Nadine Dorries was embroiled in a row with fellow Tory MP Caroline Nokes this weekend after the culture secretary dismissed her allegations of inappropriate touching against the prime minister’s father.
Dorries said she had known Stanley Johnson for 15 years and described him as a gentleman. She rejected Nokes’s claim that he had “smacked her on the backside” at the Conservative party conference in 2003. “I don’t believe it happened,” she said in an interview with the Daily Mail. “It never happened to me. Perhaps there is something wrong with me.”
Nokes, chair of the Commons Women and Equalities Committee, said she was disappointed at the comments and hoped they did not deter others from reporting sexual harassment.
She told the Press Association: “I am very sorry the secretary of state has used her considerable influence and power in the media to denounce me in this way. I very much hope her attitude does not deter other women from being brave enough to report their experiences of public sexual harassment.”
A source close to the culture secretary tried to defuse her comments. “Nadine knows she should have been clearer in her answer. Having known Stanley for so long she found it hard to believe he had been inappropriate,” they said.
“But she is crystal clear that those who experience sexual harassment should always be able to speak up and always be heard. She was not looking to denounce Caroline and regrets if that is how her comment has been received.”
The government said in its response to a consultation on sexual harassment in the workplace in July that there was “a real, worrying problem with sexual harassment at work, as well as in other settings”. It said more women were “empowered to share their experiences”.
Nokes, the MP for Romsey and Southampton North, claimed in an interview with Sky News earlier that month that Stanley Johnson had smacked her bottom and said, "Oh, Romsey, you’ve got a lovely seat.” Johnson, 81, has said he has no recollection of the alleged incident.
Nokes has said there has been a mixed reaction after she spoke out. She said there had been “amazing support” from constituents and women around Westminster, but she had “been sent to Coventry by some”.
Ailbhe Rea, a political correspondent for the New Statesman, claimed after the MP’s interview that Mr Johnson had groped her and “leered” at her at a Conservative party conference in 2019.

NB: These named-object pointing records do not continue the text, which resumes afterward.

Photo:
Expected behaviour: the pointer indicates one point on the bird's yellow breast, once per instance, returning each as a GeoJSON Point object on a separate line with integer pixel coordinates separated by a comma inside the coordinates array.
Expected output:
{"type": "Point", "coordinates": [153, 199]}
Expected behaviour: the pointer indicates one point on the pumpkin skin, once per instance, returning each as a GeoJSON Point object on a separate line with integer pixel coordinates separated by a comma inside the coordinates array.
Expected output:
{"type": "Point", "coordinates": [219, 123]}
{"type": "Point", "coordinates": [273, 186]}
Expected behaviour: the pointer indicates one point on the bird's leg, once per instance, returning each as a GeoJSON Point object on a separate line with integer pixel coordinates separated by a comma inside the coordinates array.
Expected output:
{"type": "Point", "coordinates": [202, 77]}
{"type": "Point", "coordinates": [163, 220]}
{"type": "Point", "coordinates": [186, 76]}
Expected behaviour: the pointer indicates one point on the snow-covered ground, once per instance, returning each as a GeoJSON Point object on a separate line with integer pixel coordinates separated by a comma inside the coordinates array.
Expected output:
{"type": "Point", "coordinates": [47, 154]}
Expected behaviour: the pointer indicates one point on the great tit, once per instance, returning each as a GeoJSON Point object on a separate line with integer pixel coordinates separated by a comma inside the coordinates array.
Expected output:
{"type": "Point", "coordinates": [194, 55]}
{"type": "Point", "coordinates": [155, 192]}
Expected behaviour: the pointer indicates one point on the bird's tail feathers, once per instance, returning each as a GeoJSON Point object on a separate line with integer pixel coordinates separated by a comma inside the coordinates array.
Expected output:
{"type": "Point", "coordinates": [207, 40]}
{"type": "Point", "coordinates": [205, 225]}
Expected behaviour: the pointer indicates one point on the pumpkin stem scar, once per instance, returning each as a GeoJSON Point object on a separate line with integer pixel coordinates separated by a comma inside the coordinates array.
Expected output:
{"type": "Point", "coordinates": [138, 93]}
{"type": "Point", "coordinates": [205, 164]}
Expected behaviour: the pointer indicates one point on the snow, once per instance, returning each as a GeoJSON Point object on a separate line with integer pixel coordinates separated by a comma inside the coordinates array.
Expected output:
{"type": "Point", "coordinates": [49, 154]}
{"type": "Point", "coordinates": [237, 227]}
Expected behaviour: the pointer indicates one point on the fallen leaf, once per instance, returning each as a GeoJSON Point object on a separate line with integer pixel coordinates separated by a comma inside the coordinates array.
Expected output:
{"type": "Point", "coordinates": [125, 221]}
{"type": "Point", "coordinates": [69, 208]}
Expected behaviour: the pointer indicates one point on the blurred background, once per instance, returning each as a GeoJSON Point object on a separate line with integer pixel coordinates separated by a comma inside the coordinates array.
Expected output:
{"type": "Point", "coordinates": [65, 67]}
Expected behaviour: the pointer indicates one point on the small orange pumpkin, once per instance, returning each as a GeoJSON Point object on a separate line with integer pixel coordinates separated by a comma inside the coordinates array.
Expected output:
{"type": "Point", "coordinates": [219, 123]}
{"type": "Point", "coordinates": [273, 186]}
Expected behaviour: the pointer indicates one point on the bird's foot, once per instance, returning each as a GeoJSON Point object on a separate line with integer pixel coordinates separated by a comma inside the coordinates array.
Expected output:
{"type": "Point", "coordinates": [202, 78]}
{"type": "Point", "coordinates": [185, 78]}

She wrote in the magazine: “I didn’t want Nokes to be alone in calling out something I knew hadn’t only happened to her.”
Jess Phillips, the shadow minister for domestic violence and safeguarding, who appeared on the Sky News discussion where Nokes first detailed the allegation, said it was a “common mistake” for people to think individuals they like cannot perpetrate sexual harassment or violence.
“It’s the thing that silences victims. It reminds them to shut up about their experiences," lei disse.
“I’ve got to say I expected better from Nadine. I’m not surprised, though – it’s the most common response, to disbelieve. I’m not entirely sure why she thinks Caroline would lie. Where’s the benefit?"
Labour has called on the Conservative party to investigate the allegations against Johnson, but it has not said whether a probe will be launched.